Some people love to cook, to paint, to sing, to write, to garden, and in many other ways to “do” something. Some are passionate about writing software, designing cars, creating businesses, making movies, or teaching.
Others are happiest to be watching. They’re content when they can watch television, look at Facebook, or read a magazine. To work, cook, or clean is drudgery.
This may have been the case throughout history. For some, life is an opportunity to “do” things. For others, life is about things they simply “have” to do. For that group, the mass media provides a respite from their drudgery.
Drudgery can be reduced with microwave meals, fast food, and bags of chips. You can even go to restaurants with large screen televisions to permit others to cook while you continue to be entertained.
Media can be like a drug that puts its users into a stupor. Have you ever looked at the expression of someone as they watch television? Situation comedies use canned laughter because actual audiences seldom crack a smile.
Media tends not to be interactive. Viewers are simply biochemical receiving units monitored by marketing research firms to arrive at prices for advertising. It’s one-way “communication.” The viewer is being talked to knowing that there’s no one to talk back to.
Look at a person in an actual conversation. They look more alert because every comment they hear may require a response. Every comment they make may involve gestures, or at least facial expressions appropriate for the dialogue.
When hours and hours of every day are spent consuming media, what happens to the desire to “do” rather than to “watch?”

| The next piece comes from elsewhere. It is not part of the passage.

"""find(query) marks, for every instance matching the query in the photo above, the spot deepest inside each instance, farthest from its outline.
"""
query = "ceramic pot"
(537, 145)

There are young people who have difficulty deciding on a career because they can’t think of anything they’d like to do but absorb media. Everything is drudgery compared to being entertained. There are children who’d rather watch television than be involved in physical play.
On the other hand, there are people who love to “do.” They love to cook, draw, write, compose music, garden, or fish. And, even if they’re not talking to someone while doing what they love, chances are their facial expressions are more alive than those of television spectators.
The question is, “Does heavy media consumption create people who don’t want to “do” anything, or do people with no desire to “do” anything become excessive media consumers?”
It could be some of both, but the average American apparently spends eight and a half hours a day as media consumers. Those who love to do things, no doubt, spend less time with media, and those who don’t like to “do” spend more time, but on average Americans spend an entire work week just watching media.
Children brought up “just watching” may find it more difficult to begin “doing” as adults. They may also struggle with finding anything they enjoy doing. For them, employment becomes drudgery. Opportunities to escape drudgery with the help of family financial assistance or government aid look more attractive to “watchers” than “doers.”
If you want your children to be “doers” rather than “watchers,” cook with them. Get them out in the garden. Take them fishing. Draw with them. Encourage “doing.” Get excited and praise them when they “do.” Limit how much time they can “watch.” Watch programs with them that teach how to “do.” Discuss doing what has been taught or try actually doing it. On the Internet, you can look up videos on how to grow tomatoes, make sushi, fish for bass, or turn a photograph into a work of art with software like Photoshop. You can also learn how cars are made or how money is made in the stock market. Don’t just watch movies. Learn how they are made. Help get your children excited about “doing” something.
Life is really much better if you enjoy “doing.” How miserable life must be if doing any task is drudgery. It can be depressing to forward to all the things you “have” to do (like going to the dentist). Life is so much better when you look forward to doing things.
The mass media not only creates the culture in our society, it also creates the culture in our families, and in our hearts and minds. How media is used in your family may determine if your children grow up to be depressed or excited about life.
Do you want to be a doer or a watcher?